Exploring Time

A timepiece called Le temps suspendu (translation: Suspended Time) was unveiled in 2011 by French luxury fashion house Hermès with the watch creating an illusion of timelessness through an ingenious complication and, at Watches and Wonders Geneva 2025, three new creations – Arceau Le temps suspendu, Hermès Cut Le temps Suspendu and Maillon libre – extend that vision.

They offer a pause, a parenthesis in which temporality fades and is reinvented. To reveal them, visual artist Sarah-Anaïs Desbenoit has created a cinematic landscape, a sensory experience of suspended time.

Fluctuation is ever-present and all-pervasive. Images appear and then vanish, only to reappear transformed. The observer witnesses a landscape in motion.

Through this space where glass filters the gaze, artificial sunlight alternates between dawn and dusk. This light loop orchestrates a constantly changing sequence. The oscillation between day and night slows time and imparts a unique rhythm to the place.

Each step shifts the perspective and each look redefines it. This installation is never static, instead perpetually unfolding, retreating and transforming. Architectural shapes emerge, creating their own distinctive vocabulary. Portholes reveal images of urban and seaside landscapes as experienced through the window of a train, a car or a boat. A road dotted with streetlights features miniature buildings.

These silhouettes provide ideal settings for Hermès creations evoking familiar places without ever truly unveiling them: a water tower, a pavilion, a theatre set… architectural fragments hover between memory and imagination, between what actually was and what might have been.

This scenography is immersed in an acoustic work. Barely perceptible echoes can be heard by those who truly listen: raindrops, the sound of a traffic light, snippets of conversation caught from behind a door.

This score blurs the boundary between interiority and exteriority. Are we sheltered onlookers contemplating the outside world, or passengers capturing a fleeting moment through a window?
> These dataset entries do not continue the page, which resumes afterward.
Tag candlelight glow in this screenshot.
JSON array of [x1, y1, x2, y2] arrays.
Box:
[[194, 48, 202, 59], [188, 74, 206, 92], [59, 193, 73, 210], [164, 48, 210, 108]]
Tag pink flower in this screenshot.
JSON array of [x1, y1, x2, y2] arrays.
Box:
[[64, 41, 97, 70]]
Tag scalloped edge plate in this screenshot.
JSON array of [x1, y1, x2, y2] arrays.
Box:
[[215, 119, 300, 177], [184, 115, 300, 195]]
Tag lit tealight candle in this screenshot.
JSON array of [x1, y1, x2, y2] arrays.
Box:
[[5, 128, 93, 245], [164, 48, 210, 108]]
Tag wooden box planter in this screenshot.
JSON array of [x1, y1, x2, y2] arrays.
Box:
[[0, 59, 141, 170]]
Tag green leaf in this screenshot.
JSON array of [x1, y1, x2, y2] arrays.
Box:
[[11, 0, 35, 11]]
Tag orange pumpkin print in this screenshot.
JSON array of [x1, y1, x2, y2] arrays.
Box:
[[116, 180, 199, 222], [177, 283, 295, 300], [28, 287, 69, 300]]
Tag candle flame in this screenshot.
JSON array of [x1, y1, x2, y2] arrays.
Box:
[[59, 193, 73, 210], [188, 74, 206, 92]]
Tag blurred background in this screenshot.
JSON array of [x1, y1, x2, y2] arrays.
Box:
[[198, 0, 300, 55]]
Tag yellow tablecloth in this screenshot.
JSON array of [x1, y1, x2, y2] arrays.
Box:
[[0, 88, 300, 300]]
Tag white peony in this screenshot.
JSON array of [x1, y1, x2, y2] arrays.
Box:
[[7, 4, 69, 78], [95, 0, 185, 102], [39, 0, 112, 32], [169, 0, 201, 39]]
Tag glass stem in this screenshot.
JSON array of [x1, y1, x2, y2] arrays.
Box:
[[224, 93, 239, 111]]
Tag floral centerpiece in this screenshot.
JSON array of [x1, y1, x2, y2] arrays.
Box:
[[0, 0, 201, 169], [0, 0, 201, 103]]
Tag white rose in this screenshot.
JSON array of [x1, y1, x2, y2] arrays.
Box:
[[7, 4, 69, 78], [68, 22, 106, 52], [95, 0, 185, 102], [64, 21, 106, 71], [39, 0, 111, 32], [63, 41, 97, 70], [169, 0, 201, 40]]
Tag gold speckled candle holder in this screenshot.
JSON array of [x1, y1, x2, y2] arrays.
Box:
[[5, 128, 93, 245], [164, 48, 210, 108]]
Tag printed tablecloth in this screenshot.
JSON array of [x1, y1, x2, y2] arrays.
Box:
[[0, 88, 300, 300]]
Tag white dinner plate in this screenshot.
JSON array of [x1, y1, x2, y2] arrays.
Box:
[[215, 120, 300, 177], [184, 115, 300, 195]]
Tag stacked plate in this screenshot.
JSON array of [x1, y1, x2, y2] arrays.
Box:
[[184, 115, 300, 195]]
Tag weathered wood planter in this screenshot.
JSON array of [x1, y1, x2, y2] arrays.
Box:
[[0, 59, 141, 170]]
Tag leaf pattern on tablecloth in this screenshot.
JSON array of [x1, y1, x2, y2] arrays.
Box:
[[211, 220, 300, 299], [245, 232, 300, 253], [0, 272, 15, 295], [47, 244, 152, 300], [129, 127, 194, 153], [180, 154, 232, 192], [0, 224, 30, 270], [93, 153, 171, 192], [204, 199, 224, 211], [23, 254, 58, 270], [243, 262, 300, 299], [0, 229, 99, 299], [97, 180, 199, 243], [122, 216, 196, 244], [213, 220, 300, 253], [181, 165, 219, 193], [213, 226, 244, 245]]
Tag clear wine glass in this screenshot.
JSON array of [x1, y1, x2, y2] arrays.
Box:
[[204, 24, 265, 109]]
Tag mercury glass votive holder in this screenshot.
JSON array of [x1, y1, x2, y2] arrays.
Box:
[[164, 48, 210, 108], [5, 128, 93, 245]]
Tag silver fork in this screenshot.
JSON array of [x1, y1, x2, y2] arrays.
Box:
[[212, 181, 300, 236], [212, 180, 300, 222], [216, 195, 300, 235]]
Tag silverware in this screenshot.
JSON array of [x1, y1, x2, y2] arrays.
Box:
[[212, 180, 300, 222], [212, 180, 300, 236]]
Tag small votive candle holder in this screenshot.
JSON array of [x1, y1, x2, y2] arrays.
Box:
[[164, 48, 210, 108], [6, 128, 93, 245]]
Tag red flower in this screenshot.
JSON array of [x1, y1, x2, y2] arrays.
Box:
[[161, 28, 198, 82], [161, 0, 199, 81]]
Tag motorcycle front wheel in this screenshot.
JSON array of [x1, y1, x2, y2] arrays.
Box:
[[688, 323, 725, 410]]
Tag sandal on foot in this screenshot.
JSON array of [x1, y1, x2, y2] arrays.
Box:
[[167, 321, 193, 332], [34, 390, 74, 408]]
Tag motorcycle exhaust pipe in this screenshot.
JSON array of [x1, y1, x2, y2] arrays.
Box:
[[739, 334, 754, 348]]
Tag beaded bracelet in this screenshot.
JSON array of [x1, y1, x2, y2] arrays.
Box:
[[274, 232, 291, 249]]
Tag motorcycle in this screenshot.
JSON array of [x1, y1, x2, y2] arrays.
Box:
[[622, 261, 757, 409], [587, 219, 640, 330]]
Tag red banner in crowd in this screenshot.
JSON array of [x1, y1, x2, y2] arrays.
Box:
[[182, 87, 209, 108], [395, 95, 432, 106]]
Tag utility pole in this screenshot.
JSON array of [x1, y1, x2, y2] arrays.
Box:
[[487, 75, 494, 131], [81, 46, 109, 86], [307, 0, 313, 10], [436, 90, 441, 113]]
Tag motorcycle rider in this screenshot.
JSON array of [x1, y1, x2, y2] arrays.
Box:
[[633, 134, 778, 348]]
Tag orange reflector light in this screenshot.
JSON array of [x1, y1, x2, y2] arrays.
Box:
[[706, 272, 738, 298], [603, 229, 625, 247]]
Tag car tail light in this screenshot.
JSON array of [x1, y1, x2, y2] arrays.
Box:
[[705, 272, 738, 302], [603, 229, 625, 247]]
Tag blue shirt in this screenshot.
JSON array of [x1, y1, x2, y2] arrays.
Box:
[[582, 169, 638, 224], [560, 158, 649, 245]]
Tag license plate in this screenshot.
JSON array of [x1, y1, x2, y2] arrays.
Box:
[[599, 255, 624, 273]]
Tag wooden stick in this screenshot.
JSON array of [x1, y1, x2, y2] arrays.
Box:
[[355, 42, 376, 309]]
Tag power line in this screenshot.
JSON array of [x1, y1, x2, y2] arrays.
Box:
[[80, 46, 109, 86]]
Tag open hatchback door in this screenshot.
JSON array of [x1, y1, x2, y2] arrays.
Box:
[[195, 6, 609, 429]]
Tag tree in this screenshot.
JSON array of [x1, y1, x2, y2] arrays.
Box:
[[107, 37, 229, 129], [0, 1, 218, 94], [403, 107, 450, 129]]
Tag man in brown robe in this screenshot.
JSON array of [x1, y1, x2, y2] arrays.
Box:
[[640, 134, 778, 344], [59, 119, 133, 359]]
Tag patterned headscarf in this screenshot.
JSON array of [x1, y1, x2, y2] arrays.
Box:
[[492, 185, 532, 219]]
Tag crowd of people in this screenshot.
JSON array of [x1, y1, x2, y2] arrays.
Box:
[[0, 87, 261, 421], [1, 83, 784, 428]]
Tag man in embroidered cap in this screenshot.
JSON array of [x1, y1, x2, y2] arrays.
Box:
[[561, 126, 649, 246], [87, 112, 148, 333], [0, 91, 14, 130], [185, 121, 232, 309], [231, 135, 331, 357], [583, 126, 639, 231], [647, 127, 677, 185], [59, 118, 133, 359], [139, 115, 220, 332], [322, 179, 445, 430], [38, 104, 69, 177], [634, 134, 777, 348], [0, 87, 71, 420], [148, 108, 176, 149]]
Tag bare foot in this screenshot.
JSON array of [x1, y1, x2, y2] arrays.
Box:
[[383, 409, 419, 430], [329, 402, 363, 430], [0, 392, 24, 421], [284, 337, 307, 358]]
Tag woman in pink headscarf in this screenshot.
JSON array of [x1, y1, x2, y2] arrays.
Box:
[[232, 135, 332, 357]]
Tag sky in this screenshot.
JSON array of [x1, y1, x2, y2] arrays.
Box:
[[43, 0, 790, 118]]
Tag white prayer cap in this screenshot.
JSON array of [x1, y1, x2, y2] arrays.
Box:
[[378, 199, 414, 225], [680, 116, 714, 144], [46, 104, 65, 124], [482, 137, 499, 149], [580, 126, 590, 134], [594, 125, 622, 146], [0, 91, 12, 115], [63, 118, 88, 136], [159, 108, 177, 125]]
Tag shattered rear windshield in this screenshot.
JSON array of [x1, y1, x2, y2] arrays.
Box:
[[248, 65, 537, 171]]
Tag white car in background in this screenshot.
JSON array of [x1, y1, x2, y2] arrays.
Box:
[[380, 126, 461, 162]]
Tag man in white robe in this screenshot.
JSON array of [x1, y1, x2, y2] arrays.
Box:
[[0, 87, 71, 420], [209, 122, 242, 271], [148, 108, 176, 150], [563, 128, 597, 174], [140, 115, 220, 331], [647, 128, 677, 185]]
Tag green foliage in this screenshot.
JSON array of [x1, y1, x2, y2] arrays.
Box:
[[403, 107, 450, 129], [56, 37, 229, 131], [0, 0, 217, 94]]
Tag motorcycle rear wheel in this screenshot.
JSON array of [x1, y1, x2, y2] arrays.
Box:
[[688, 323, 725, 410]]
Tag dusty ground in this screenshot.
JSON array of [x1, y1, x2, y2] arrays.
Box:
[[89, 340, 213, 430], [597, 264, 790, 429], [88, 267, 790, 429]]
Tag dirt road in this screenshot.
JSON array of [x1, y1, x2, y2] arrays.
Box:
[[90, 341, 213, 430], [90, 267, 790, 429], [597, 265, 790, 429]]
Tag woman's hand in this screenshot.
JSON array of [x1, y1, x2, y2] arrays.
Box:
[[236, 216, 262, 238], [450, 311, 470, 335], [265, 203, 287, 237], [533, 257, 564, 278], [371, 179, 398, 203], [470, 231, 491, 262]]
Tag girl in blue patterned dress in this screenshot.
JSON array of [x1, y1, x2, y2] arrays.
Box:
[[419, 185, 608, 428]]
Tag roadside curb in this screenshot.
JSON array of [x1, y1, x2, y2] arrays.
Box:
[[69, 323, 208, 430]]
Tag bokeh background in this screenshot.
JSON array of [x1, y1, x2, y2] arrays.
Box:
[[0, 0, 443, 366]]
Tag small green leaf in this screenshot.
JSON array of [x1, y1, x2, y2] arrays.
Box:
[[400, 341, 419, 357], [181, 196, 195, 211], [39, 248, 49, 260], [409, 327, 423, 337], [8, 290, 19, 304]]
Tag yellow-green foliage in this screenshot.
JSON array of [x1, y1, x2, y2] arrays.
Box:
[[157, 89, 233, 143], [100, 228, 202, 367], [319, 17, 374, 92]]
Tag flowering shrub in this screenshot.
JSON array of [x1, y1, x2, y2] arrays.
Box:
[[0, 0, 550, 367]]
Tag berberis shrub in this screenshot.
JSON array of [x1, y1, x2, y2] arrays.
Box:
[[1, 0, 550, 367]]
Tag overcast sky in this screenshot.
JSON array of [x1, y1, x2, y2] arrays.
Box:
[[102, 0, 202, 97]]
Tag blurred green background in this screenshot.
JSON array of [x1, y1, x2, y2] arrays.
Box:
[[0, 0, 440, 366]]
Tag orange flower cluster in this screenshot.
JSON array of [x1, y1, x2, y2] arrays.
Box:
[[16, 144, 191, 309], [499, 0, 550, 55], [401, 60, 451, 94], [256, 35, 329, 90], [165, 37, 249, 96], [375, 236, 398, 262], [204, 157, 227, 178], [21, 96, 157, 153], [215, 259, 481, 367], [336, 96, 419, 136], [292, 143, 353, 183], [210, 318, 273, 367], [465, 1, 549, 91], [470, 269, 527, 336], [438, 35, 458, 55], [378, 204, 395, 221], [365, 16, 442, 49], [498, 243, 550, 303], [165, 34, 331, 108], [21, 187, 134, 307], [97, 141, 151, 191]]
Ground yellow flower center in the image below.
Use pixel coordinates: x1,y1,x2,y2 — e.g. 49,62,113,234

Sarah-Anaïs Desbenoit has never stopped observing places and their architecture. Her practice begins here, with a reflection focused on these spaces where time slows down.

She offers a sublime portrayal of an everyday scene through the sense of latency that can be felt in a railway station at dawn when the first passengers have not yet arrived; in a hotel hallway when it is too late to meet anyone; or in an empty apartment whose inhabitants have just left.

What remains of these liminal places? A trace? Perhaps the strange, paradoxical memory of time suspended.

Time as an Hermès Object

Hermès creates objects. Objects shaped by the hands of artisans to make them true companions for those who wear them. Practical, functional and stemming from uncompromising expertise, they radiate the lightness of the unexpected. They make everyday life their playground, and each instant a uniquely special moment.

For Hermès, time is also an object. Its inherent tension is translated by the house into a singular characteristic. Rather than measuring, ordering, and seeking to control it, Hermès dares to explore another time, designed to arouse emotions, open up interludes and create spaces for spontaneity and recreation.